Best ESP32 based hardware for satellite

rolyan_trauts · November 3, 2021, 6:22am

There is also similar for the pico

But like everything we have without audio processing libs of beamforming or blind source separation they return pretty poor results in the presence of noise.

Still not sure what the state is with the esp32-s3 which is far more powerful vector math than just simple microcontrollers that is specifically aimed at a complete voice package.
There are some kits out £20 and they seem to be going through revisions and mainly engineering samples, but think everything is being effected by the silicon shortages.

Also now the big thing is federated learning that solves huge problems in privacy a general purpose global model can be trained and have its weights effected by a locally trained small model so that user data can garner specific user accuracy without problems of privacy.

Its all part of Android 12 and especially the new pixel 6 phones where through use and correction a local model begins to learn user regional accent and expressions. Which all part of the new Tensor chip they have provided with quite a strong embedded TPU (vector math).

romkabouter · November 3, 2021, 1:54pm

Yeah, I was wondering about that as well but I am just experimenting a bit

rolyan_trauts · November 11, 2021, 2:23pm

Just noticed a new audio project for xtensa based

https://thesofproject.github.io/latest/index.html

romkabouter · November 25, 2021, 8:13am

rolyan_trauts · November 26, 2021, 5:59am

The box itself is very cheap $50 and think its using the Alexa repo for esp32 but will have to do some more reading.
The devkitC is available for $15 https://www.mouser.co.uk/ProductDetail/Espressif/ESP32-S3-DevKitC-1-N8R8?qs=sGAEpiMZZMv0NwlthflBi%2BzwRcElzYQ0Q0bvCS%2BJ0vw%3D

As what is of interest is how well

https://www.espressif.com/en/solutions/audio-solutions/esp-afe

Works as AEC, BSS & NS finally arrive on a platform that makes extremely cost effective satellites but unless Hermes audio and IMO the manner of satellite implementation has changed. we have the satellites but Rhasspy still is in need of major change.

Still though to have mics included, case & display, $50 is hard to beat.
I ordered from aliexpress cost ￡45.46 delivered to the UK

romkabouter · November 26, 2021, 7:07am

I ordered one as well, see if I van get local wakeword running and have something left for other processes.

At least support for the esp32 satellite.

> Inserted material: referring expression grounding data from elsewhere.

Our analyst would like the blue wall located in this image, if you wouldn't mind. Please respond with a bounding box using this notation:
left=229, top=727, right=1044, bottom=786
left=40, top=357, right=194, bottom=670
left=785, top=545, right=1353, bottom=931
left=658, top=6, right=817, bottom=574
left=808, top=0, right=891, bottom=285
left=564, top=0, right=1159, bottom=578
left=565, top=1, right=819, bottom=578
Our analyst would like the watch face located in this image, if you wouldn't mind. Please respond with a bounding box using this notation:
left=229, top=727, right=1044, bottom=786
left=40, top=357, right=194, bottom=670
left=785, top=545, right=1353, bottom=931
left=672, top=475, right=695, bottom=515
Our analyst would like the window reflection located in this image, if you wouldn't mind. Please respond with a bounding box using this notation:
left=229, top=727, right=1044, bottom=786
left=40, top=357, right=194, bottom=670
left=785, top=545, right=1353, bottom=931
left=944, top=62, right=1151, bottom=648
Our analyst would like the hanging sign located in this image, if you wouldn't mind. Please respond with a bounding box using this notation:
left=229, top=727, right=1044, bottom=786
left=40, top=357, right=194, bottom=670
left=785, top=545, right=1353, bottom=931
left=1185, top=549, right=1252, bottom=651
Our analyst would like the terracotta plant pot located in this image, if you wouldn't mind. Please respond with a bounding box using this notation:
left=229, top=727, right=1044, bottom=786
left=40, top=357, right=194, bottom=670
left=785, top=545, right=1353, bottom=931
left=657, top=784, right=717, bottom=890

With local wakeword, audio streaming over mqtt is still not a big issue in my opinion.
Local wakeword for a pi is already easy, so I still agee that mqtt is not the best for audio streaming alone, but is still a good choice as glue between al the different functionaliteit. And streaming audio also works well actually, so I still disagree that Rhasspy needs a major change on this.

JanWolf · November 26, 2021, 10:08am

Ordered one also ! Hope this will fill the need.

rolyan_trauts · November 26, 2021, 12:20pm

Yeah it should run any tensorflow model @romkabouter and I keep meaning to have a look at the newer federated learning that is in there pixel phones.
In the pixel phones it combines a standard model with local training model, but how and what exactly dunno as haven’t been active with tensorflow lately.
I got one just to see how espressif have it set up and delve into the code as its much easier to hack away then build up from scratch.
I dunno if the mics are pdm or I2s and also inetrested in what they have used.

Also with Rhasspy haven’t paid much attention but still calling for audio input/output zones so multiple satellites and rooms can be provided for by a single brain.

Uncompressed raw audio over any protocol in the 2020’s is a horrendous solution in its own right but to encapsulate that in a lightweight control broadcast traffic is only glue as s hit apparently sticks.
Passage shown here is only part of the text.